Blocks are organised into categories, one per folder, plus a set of special categories. Optionally add your Claude or Cursor skills too.

References

A block can include a short reference — a reminder compiled into a specific position in the prompt. This controls where in the workflow the AI sees it, rather than dumping all instructions in one place.
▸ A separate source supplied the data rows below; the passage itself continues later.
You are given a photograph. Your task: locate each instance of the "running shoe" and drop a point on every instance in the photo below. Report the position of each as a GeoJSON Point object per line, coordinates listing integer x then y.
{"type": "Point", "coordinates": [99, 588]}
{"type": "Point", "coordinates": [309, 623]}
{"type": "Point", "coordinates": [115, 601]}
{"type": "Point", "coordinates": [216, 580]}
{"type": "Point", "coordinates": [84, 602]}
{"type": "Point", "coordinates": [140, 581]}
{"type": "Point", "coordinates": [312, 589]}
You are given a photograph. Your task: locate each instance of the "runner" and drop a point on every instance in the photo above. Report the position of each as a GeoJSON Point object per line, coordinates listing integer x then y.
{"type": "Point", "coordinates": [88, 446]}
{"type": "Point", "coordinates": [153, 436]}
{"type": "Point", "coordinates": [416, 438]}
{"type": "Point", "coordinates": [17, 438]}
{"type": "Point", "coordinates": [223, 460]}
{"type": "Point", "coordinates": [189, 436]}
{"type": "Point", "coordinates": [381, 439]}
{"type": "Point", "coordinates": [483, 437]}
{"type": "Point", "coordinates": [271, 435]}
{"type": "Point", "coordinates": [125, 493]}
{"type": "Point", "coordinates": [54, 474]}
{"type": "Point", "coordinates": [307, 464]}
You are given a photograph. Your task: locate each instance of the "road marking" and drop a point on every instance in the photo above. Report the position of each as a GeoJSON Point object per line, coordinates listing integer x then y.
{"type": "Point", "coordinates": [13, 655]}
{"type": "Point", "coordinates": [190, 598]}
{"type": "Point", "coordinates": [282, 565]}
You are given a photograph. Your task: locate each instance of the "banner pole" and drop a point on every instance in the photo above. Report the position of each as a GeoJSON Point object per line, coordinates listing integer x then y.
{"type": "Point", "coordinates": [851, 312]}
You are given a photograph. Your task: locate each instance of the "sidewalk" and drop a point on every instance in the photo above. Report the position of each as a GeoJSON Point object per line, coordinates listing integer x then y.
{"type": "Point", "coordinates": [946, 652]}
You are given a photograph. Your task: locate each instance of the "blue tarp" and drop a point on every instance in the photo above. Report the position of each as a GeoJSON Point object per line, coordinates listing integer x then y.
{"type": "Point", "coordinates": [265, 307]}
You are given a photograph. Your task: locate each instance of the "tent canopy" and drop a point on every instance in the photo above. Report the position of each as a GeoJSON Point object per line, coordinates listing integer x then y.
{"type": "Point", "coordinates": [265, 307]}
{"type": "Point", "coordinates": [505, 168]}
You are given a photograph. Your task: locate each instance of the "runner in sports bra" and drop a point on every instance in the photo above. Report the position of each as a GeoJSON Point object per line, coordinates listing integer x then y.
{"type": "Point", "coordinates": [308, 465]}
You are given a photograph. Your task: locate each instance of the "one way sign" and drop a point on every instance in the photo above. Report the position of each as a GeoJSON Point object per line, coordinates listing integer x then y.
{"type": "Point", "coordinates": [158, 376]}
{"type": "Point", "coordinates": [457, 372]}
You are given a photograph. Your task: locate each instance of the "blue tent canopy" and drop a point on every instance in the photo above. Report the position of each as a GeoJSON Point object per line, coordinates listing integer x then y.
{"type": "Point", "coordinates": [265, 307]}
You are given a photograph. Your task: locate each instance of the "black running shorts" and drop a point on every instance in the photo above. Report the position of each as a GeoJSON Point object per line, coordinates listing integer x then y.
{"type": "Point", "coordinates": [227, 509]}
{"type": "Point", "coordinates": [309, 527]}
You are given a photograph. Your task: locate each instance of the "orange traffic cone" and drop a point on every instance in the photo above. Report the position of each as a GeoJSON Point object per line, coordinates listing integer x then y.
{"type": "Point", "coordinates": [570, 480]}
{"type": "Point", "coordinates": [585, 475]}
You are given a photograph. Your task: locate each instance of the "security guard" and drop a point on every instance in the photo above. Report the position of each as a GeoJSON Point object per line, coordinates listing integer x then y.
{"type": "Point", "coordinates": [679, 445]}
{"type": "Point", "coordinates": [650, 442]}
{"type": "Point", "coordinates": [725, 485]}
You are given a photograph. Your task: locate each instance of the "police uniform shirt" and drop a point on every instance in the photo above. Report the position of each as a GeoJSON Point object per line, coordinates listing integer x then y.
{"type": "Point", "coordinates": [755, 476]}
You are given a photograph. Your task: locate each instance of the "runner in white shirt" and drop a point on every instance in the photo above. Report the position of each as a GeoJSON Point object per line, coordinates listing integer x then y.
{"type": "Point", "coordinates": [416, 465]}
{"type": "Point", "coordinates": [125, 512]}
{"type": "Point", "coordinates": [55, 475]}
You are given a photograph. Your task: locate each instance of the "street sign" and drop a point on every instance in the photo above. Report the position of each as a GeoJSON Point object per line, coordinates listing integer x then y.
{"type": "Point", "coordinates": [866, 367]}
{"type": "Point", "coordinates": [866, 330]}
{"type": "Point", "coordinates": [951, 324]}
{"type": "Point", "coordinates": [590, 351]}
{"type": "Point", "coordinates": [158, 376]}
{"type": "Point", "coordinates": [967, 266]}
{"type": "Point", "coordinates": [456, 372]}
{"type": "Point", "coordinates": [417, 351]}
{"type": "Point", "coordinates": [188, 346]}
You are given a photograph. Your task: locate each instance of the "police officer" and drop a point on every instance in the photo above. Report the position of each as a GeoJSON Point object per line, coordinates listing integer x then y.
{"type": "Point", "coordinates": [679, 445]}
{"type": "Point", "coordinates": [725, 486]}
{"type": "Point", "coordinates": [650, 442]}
referenceLocation controls where in the compiled prompt the reminder appears:

Value Position
workflowFirstTurn Start of the first turn
workflowEveryChange Before every code change
workflowBeforeEditing Before the AI starts editing
workflowEndOfTask End of the task
pre Top of the prompt
remark General remark

Goals

Star a block to mark it as a goal. Its reference text gets pulled into a dedicated # Key goals while completing this task: section at the end of the prompt, giving the AI a clear summary of what matters most before it starts work.

Templating

Prompt blocks support Liquid syntax. Useful when you want to add custom variables to a block without rewriting it:

{% comment %}
vars:
  selectExample:
    type: select
    options: [
      "One",
      "Two",
    ]
  textExample:
   type: text
{% endcomment %}
Select option: {{ selectExample }}

Text example: {{ textExample }}

Special categories

  • AI Contract (editable template): Define role, comment style, and other behavioural expectations. The extension structures the prompt to encourage the AI to stick to the contract.
  • Tools:
    • Git commit: Add a specific git commit.
    • Git diff: Add a diff against a branch or commit hash.
    • IDE diagnostics: Share detailed errors if you don't have IDE MCP set up.
    • Active symbols: Add file summaries for context.
  • Claude skills and commands: Lists Claude skills and commands from your global Claude folder and prompts the AI to use them.
  • Cursor rules: Same as above.

Prompt block groups

When you frequently need to add the same prompt blocks, use the group feature. To create a group, add some blocks to the prompt and then press the '+' button next to group. The active prompts will be saved to the group.

Demo

Prompt Foundry Demo 1
Building a prompt with reusable blocks

Prompt Foundry Demo 2
Using MCP server to update blocks

License & Privacy

License: MIT © Simon de Vries

Privacy: 100% local. No telemetry, no data collection. Your prompts never leave your machine.